Based on the first pics I think the first couple were repairable. Some minwax wood hardener followed by bondo, primer and paint should do the trick. The long one by the pool would ideally be replaced but could be repaired...then perhaps wrap it to keep it from getting worse.

You could replace some sections but I think once you got into it your end up doing all of it. They look very weathered to me, minor dry rot on the first pics...but only you know for sure, the pics are not giving us the full picture.


----------



## RoofingTrades (Apr 20, 2014)

Wow, this thread has some trash talk. I'm not going to argue with other contractors on this site, I have my own ways and I backup my work. And on top of that I'd be more than willing to provide pictures before, during and after regarding repairs like this.

Something like what has been posted is extremely common amongst flat roofs.

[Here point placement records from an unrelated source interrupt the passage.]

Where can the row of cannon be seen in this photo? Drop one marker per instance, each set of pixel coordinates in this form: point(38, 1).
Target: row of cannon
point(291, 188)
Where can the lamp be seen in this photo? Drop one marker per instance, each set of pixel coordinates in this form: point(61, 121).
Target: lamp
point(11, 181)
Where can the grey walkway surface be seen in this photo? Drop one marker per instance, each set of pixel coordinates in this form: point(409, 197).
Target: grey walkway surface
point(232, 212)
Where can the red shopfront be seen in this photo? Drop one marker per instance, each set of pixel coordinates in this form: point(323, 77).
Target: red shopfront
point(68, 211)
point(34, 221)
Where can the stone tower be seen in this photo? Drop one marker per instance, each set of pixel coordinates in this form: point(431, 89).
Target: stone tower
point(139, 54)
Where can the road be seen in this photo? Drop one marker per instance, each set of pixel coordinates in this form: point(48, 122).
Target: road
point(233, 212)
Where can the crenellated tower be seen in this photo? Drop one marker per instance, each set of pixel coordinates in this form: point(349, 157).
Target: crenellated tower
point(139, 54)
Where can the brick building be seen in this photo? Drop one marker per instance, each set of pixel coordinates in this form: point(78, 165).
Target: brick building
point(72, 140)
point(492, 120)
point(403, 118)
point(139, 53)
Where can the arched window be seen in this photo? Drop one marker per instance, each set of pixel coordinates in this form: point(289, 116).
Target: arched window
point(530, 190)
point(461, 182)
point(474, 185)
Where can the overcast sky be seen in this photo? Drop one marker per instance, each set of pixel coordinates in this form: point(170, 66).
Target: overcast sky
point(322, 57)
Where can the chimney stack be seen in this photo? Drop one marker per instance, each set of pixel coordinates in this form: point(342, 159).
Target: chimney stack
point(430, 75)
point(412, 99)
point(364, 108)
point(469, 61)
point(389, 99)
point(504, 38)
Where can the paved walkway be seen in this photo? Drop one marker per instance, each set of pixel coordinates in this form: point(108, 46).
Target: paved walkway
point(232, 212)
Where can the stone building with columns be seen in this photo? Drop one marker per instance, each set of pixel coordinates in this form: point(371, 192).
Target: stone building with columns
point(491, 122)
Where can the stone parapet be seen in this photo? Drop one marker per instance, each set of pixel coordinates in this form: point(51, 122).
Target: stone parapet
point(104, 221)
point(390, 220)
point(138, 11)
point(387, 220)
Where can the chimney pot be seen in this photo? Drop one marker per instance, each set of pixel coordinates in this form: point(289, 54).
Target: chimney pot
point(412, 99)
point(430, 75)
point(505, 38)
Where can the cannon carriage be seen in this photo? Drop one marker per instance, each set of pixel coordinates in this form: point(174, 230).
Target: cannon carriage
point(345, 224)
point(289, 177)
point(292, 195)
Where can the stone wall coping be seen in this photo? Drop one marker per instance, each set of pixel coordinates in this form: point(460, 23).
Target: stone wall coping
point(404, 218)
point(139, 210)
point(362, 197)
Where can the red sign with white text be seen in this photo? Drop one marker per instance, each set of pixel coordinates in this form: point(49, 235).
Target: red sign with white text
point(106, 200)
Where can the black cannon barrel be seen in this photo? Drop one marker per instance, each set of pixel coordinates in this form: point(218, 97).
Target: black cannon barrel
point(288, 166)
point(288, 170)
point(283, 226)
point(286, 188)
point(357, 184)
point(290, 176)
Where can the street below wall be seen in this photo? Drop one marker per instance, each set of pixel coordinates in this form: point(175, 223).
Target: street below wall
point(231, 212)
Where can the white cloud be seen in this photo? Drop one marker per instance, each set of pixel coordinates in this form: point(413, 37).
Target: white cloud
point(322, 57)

The metal flashing that you see on the perimeter of the low slope area is called "cap flashing" or "perimeter flashing" depending on the contractor you're speaking to. While in some cases minor damage can be covered up with caulking and painted over, I recommend full replacement of the fascia. I'm not trying to promote myself, my business or my practise but I would only give the customer the option of replacing the entire length of fascia that has been damaged and replacing the cap flashing as well. 

Opt for custom made cap flashing that has a "kickout" or a hemmed lip that allows water to drip away from the fascia. I recommend a minimum thickness of 26-gauge flashing with a height that will cover the entire fascia. Therefore you will never need to repaint your fascia every couple of years. I have this on my own home, although not particularly a flat roof it serves the same purpose.


----------